It’s a common trope in romantic comedies of the hyper-competent career gal who has no time for love (if female) or the high powered business executive who mends his relationship with his wife/ex-wife and children (if male). In both cases, the protagonist discovers that if they just let down their hair a little and worry less about their professional life, they will receive a spiritual awakening and romantic success. In it, work is essentially treated as a McGuffin style obstacle to be overcome.
Does there exist any fiction which inverts this relationship and treats work seriously and people’s personal lives as the obstacle? Where it starts off with someone in a great relationship but on the verge of being fired because they have no time for work but they slowly learn to compromise and discover a universe of career satisfaction?

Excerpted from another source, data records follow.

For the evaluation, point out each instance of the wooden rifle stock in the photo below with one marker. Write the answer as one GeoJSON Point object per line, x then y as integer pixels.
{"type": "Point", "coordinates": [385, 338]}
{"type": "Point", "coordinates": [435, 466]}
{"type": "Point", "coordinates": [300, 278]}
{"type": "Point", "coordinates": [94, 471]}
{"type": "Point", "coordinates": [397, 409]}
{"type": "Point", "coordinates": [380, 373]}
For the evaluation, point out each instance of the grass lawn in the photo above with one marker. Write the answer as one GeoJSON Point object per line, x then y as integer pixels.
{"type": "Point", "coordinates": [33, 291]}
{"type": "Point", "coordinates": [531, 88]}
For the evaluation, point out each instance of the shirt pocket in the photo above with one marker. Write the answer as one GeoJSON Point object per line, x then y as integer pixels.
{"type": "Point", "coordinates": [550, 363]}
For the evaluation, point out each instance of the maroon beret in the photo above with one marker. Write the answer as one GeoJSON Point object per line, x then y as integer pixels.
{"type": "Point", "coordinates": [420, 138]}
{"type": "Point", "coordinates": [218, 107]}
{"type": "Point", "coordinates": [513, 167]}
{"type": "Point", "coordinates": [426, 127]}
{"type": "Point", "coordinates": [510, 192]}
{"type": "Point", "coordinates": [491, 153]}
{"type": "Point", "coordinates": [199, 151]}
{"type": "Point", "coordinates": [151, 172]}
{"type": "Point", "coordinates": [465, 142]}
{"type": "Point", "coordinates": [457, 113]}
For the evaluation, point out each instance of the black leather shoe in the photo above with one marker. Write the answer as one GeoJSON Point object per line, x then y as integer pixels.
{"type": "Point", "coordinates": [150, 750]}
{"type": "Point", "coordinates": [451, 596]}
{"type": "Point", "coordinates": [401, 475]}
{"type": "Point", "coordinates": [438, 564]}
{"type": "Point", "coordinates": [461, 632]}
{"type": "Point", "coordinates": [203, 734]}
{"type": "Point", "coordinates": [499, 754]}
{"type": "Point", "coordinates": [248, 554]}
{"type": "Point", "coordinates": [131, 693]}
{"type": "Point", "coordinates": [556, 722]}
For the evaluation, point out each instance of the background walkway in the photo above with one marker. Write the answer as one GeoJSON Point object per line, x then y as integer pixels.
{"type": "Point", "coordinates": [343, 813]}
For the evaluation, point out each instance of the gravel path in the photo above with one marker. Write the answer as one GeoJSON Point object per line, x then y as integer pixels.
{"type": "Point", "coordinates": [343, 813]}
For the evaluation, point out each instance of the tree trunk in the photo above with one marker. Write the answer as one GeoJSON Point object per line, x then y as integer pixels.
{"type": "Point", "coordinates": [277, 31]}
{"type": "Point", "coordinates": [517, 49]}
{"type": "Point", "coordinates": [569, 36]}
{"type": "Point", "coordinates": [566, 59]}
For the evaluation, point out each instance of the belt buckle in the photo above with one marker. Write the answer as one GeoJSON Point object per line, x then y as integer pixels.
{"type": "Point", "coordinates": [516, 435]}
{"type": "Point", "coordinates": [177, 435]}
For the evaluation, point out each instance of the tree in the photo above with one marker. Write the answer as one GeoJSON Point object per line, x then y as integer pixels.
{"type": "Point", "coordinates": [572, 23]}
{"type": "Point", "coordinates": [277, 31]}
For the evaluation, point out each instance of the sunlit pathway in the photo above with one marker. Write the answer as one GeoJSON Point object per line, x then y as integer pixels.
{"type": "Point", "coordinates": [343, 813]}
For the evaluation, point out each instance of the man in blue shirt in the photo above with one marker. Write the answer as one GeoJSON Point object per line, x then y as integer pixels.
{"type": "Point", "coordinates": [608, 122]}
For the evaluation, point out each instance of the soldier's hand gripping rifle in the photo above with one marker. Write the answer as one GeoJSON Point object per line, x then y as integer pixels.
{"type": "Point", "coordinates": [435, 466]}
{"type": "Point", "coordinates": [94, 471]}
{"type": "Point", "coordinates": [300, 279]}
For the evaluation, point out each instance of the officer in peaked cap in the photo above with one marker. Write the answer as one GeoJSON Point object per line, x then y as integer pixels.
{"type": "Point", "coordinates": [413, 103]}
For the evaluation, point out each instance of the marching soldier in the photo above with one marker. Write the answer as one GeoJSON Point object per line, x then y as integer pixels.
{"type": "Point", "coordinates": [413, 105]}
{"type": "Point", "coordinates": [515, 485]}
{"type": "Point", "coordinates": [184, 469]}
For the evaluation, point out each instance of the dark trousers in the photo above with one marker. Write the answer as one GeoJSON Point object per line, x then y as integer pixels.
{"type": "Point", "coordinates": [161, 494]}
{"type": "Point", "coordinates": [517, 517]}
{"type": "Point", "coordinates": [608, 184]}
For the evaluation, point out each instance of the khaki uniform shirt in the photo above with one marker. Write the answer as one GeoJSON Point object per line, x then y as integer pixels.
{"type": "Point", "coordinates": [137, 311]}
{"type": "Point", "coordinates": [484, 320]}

So there’s this guy who has a loving wife, and kids who adore him, and friends who think the world of him – because he made choices that kept the career he wanted out of reach, and he’s now on the brink of ruin due to a crisis at his dead-end job; he really should’ve personally handled a particular task instead of leaving it to a bungler.
Anyhow, he has a spiritual awakening when he realizes the importance of keeping local businesses afloat, and of helping people in his community make sensible investments; and he returns, flush with career satisfaction, to face the work-related consequences; except there aren’t any, because everyone he’s helped to make plenty of money has already bailed him out; because It’s A Wonderful Life.
To a certain extent, there’s Big Daddy. Adam Sandler (I’m not going to bother looking up his character’s name) had to “grow up” and take a real job as part of his character growth in the movie.
In the movie Whiplash, the young drummer gets a love interest (played by Supergirl!), whom he basically ditches so he can focus on being his best and facing off against JK Simmons’ teacher.
It’s based on a true story, but the 2015 film Joy is about a lower-income woman who’s largely holding her dysfunctional family together. She goes on to become a successful businesswoman after inventing a self-wringing mop. Her grandmother is supportive, but for the most part the rest of her family is pretty awful and does more harm than good. Joy triumphs when she takes greater control of her business, and in the end is very wealthy and seems happy and fulfilled.
The film Hobson’s Choice hits some of your points. A woman decides she doesn’t want to be under her father’s thumb anymore, domestically and professionally. She picks out the best of her father’s workers, pretty much orders him to marry her, and they set up a business in competition with her father and father’s family. She’s decidedly unromantic and unsentimental. The new business succeeds, mostly due to how driven she is towards business and success. Her new husband is rescued from the life that otherwise would have been his - boarder in a crappy family’s house and wed to the crappy family’s daughter, and probable poverty and ignorance for life.
It’s maybe not exactly what the OP describes, but the first movie I thought of was An Unmarried Woman, a 70s flick starring Jill Clayburgh.
Clayburgh starts out as a perfectly contented, married housewife/socialite whose husband abruptly divorces her for a younger woman. She then spends the movie “finding herself” - getting out of the house and getting a job, etc. By the end of the movie, she’s met some new guy and he wants her to marry him and become his stay-at-home wife. She decides not to, preferring to keep her job and her independence.
While it seems really dated now, in 1978 it was apparently a HUGE deal that Clayburgh’s character opted to keep her job rather than get married again.
The Home-Maker by Dorothy Canfield Fisher is sort of like that - it’s a wonderful book written in 1924 about a family where the husband finds fulfillment as a house husband and the wife finds fulfillment working in a department store. So, one out of the two protagonists.
In WORKING GIRL, our heroine starts off (a) with friends who throw her a birthday party and Alec Baldwin getting ready to propose to her, and (b) getting fired from yet another entry-level job. She admittedly then spends a good chunk of the movie trading up to Harrison Ford – but as per the title, that’s secondary to her killing it in the corporate world of mergers and acquisitions with her knowledge of business law.
(Think back to that ending: is Ford there, even in the background, looking handsome? Hell, no; it’s just Melanie Griffith in her newly-earned office, gazing at the New York skyline as triumphant-and-almost-religious music swells.)
Not quite the same thing, but Leo McGarry on The West Wing concludes that his work as White House Chief of Staff is more important to him, and to the country, than his marriage. Hearing that, his neglected wife leaves him.